Tables have now disappeared from some 25 per cent of homes, eliminating face-to-face familial interaction altogether.

At the same time, modern construction regulations mean that internal walls are now made of little more than paper, transforming the soundscape of domestic life for millions. Visual privacy was an invention of the 20th century, as parents, children, lodgers and extended family were segregated into the various functionally defined rooms of new housing, but auditory privacy is being slowly abolished as thin walls lead to perpetual listening and frayed tempers for which no amount of clever wall colouring can compensate.

In any case, while working-class homes tend to continue to emphasise a series of small, discrete spaces, territorially marked between sexes and generations, middle-class property owners now knock spaces through, making their homes a series of compulsory and perpetual exposures, where the paraphernalia of status and leisure can always be on display.

Finally, a home represents a great generational conflict of the future: between those who bought a house before 2000 and those who did not. My mother pays a mortgage of a couple of hundred pounds a month on a big house in London bought in 1977, while I pay £600 a month on a tiny terrace in the least desirable part of Manchester bought in 2004.

The home, then, is not just the place where we live, but the class that we are, the generation we represent. Our homes reach into every aspect of who we are and what we are - and it would help us deal with our society more convincingly if we worried about these things first, before fretting about the vulgarity of net curtains or whether wallpaper is back in vogue.

Leif Jerram is lecturer in urban history at Manchester University. His book Streetlife: Cities and the Making of 20th-Century Europe will be published by Oxford University Press next year.



A possible future for the market?

In the UK, the US and Australia, where owner-occupation is the dominant housing tenure, homebuyers have a narrow investment portfolio and are exposed to house-price risk. They are also underserved by the financial instruments developed to protect major institutions from such positions.

This is because housing (with real estate more generally) is the only substantial class of assets that does not inspire a liquid market in derivatives.

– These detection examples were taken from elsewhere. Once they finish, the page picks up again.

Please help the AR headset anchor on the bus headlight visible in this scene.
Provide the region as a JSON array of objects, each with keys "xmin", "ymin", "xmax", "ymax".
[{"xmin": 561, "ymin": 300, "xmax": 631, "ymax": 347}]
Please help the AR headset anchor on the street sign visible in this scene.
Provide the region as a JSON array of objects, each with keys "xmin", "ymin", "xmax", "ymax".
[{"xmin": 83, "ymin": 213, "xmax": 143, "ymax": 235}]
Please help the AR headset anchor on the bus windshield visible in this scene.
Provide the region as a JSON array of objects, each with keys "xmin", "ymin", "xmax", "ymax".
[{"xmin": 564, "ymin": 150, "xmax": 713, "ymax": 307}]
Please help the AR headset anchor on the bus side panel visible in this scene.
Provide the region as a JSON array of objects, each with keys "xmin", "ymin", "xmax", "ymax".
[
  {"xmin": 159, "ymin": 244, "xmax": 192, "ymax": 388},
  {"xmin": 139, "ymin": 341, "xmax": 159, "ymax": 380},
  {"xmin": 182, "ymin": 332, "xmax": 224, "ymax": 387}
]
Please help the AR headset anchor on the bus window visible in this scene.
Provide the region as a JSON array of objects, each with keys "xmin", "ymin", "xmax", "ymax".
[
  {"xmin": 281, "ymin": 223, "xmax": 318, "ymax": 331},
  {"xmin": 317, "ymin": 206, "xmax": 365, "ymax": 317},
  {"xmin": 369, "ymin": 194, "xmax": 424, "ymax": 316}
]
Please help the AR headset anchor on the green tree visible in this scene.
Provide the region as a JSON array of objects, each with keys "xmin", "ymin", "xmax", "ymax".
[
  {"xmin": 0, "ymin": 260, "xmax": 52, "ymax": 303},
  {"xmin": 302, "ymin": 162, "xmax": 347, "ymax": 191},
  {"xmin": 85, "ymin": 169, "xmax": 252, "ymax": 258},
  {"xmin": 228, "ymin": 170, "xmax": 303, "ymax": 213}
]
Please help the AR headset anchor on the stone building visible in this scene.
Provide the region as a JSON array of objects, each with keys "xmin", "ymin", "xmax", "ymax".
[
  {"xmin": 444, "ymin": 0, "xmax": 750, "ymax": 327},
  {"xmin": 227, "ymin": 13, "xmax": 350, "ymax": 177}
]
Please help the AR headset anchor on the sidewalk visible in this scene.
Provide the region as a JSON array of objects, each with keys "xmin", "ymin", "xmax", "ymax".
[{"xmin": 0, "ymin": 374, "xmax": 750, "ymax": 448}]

Derivatives are contracts whose values derive from the (future) price of an underlying asset. Housing derivatives, for example, are based on a house-price index. Because they can be traded independently (you can buy or sell an index without housing changing hands) they are a means of transferring or managing market risk as well as an investment opportunity.

Outstanding derivatives contracts are worth an astonishing $450 trillion (£226.5 trillion). Practically none of this is anchored on housing, but that is set to change.

The financial logic is compelling. Housing is expensive to hold, costly (and slow) to trade and has other complications for large investors, who traditionally avoid it. They miss out on the gains but shoulder none of the risk. Housing derivatives are more attractive. They offer the benefits of diversification without the costs of physical ownership. This opens the way for small investors (individuals, buy-to-let landlords, housing associations, builders and property developers), who own the majority of housing, to sell some of their price risk to larger institutions (insurers, pension funds, hedge funds and banks) that can carry it.

From a housing policy perspective, this arrangement is attractive only if it transforms the affordability, security and sustainability of home-ownership, and boosts inclusion in other ways. Some economists suggest that it can. They argue that poorer homeowners have as much to gain as wealthy investors from hedging housing risk. There is already talk of a new generation of mortgage and insurance products to deliver this.

At the same time, renters could buy into price appreciation without shouldering the entire cost of buying, maintaining and selling a home.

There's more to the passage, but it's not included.